Приехав в город через несколько дней, Сиромаха пошел в монастырь, к воскресной службе. Софья пела в хоре.
Переждав, когда окончилась служба, Сиромаха стоял в притворе небольшой монастырской церкви. Монахини проходили мимо него парами. Софья не рискнула ни сказать ничего, ни передать записку, она прошла, не поднимая глаз. Но, когда Сиромаха, отчаявшийся и даже обиженный, выходил из церкви, какая-то пожилая монахиня вдруг сунула ему записку. Сиромаха торопливо вышел из монастыря.

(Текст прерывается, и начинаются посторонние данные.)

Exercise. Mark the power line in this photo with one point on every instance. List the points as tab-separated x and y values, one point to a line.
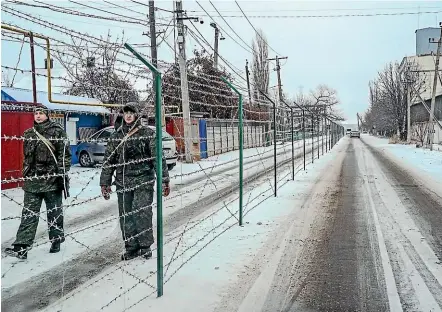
80	7
332	16
251	49
124	7
113	13
257	33
58	9
328	10
235	70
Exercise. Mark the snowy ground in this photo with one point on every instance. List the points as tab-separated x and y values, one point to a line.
360	229
423	163
201	269
95	220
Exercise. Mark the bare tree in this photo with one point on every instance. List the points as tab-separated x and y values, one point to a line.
6	79
92	71
388	98
214	98
420	132
260	69
322	100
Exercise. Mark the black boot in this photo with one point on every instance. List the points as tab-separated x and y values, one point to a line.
55	246
19	251
146	253
129	254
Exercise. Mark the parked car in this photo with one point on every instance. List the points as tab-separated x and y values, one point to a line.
91	153
355	133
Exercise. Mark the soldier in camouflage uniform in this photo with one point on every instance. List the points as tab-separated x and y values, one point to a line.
40	161
132	149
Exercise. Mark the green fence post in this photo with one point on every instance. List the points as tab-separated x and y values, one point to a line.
159	173
241	148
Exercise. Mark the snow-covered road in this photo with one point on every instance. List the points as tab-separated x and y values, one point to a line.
88	252
369	238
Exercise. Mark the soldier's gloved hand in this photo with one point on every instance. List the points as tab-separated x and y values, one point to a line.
166	189
105	191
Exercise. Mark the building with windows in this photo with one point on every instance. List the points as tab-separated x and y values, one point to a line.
79	122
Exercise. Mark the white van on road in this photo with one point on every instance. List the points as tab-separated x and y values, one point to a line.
91	153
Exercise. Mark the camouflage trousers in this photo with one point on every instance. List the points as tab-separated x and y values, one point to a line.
31	214
135	209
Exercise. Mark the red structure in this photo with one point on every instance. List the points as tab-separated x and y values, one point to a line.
14	123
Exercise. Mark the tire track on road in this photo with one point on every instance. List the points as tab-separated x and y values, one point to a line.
45	288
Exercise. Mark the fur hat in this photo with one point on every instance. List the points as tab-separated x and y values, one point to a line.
42	109
131	107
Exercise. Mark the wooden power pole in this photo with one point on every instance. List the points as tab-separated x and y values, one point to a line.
184	84
248	81
433	94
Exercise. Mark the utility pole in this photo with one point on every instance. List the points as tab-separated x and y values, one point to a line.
153	36
184	84
433	95
357	117
408	112
278	72
248	81
215	57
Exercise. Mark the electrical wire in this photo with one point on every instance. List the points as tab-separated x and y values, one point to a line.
256	31
112	13
333	16
250	49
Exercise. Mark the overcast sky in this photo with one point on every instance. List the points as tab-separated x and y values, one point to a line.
343	52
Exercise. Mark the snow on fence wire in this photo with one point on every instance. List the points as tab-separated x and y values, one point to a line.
207	185
204	202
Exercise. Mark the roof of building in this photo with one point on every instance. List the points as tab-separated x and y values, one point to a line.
425	64
25	95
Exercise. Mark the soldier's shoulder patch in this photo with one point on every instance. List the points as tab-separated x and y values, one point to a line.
28	132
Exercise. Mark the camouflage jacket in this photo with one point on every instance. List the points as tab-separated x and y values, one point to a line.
134	160
38	160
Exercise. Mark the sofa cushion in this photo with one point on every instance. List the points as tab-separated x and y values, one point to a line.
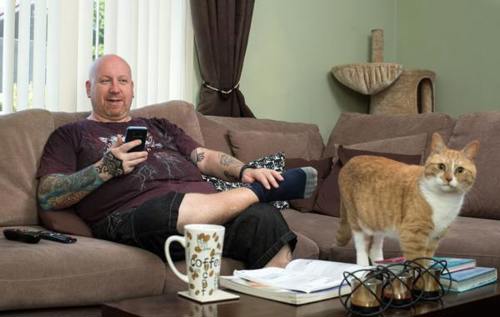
315	141
323	166
179	112
408	145
354	128
214	134
66	221
453	244
24	134
483	200
87	272
249	145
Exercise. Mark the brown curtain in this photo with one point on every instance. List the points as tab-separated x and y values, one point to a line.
221	29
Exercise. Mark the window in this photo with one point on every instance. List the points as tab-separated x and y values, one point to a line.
48	47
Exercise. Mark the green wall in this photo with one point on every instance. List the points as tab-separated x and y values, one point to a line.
460	41
292	47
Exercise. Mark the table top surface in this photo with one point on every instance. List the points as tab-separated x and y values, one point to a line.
171	304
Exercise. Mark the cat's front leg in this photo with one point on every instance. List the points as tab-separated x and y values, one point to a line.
413	243
361	243
376	247
432	247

Записка была от Софьи. Софья писала, что им надо быть осторожными, и советовала обратиться в городе к одной богомолке, которая часто бывает в монастыре, знает Софью и предупреждена, что к ней может зайти Софьин односельчанин.
Так наладился регулярный обмен письмами между монастырем и «волей», как называла Софья тот мир, в котором жил Сиромаха. И геолог понял, для Софьи монастырь давно стал тюрьмой…
Однако она боялась.
Она боялась всего: настоятельницы, другой жизни, любви, начальников Сиромахи. Боялась верующих и безбожников. Боялась побега и боялась оставаться в монастыре.
В нескольких письмах Сиромаха предлагал ей планы побега. Она отказывалась.
Зимой монахини почти не появлялись в городе. В монастырь Сиромаха не ходил — он мог примелькаться там, возбудить подозрения. Всех «истинно верующих» молодых людей привратницы монастыря знали, частое появление постороннего человека могло их насторожить. Он видел Софью всего три раза за зиму, и то приходилось с трудом подыскивать предлоги, чтобы выехать в город, — строительство, на котором работал Сиромаха, требовало его присутствия.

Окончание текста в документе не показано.